Project description:NEDD9 is important for lung cancer metastasis. However, the detailed mechanism remains elusive. Using the microarray data generated with human lung cancer cell lines with either NEDD9 overexpression or NEDD9 knockdown, we plan to idnetify important signal pathways regulated by NEDD9. This may explain how NEDD9 excutes its function in lung cancer. We used microarrays to detail the global programme of gene expression underlying cellularisation and identified distinct classes of up-regulated genes during this process.
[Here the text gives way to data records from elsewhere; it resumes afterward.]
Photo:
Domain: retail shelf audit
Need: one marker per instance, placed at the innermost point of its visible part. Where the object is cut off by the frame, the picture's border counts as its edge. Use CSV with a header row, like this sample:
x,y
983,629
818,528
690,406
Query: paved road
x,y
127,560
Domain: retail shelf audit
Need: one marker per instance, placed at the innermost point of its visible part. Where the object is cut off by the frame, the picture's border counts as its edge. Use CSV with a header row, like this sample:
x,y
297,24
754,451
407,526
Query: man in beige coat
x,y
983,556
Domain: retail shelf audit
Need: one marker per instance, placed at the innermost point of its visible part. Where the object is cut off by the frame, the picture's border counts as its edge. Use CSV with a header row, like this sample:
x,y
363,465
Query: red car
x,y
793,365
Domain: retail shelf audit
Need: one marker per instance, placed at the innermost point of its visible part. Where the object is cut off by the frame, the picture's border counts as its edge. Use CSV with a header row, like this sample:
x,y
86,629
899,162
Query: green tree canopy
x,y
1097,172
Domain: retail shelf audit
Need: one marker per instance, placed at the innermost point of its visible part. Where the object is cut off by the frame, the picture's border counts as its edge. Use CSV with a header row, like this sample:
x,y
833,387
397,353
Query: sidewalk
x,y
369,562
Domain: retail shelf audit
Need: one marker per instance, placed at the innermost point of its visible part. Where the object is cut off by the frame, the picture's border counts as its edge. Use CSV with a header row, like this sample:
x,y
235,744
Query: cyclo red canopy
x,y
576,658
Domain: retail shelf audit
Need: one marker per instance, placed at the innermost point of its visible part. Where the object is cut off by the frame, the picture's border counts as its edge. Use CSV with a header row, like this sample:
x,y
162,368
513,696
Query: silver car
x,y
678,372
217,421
Human lung cancer cell line A549, which has LKB1 loss-of-function mutation and increased expression of NEDD9, was used for two individual NEDD9 knockdown. Human lung cancer cell line CRL-5907, which has wild-type LKB1 and low NEDD9 expression level, was used for NEDD9 overexpression. The microarray was done in A549 cells, A549 cells with two different NEDD9 knockdown; CRL-5907 cells and CRL-5907 cells with NEDD9 overexpression.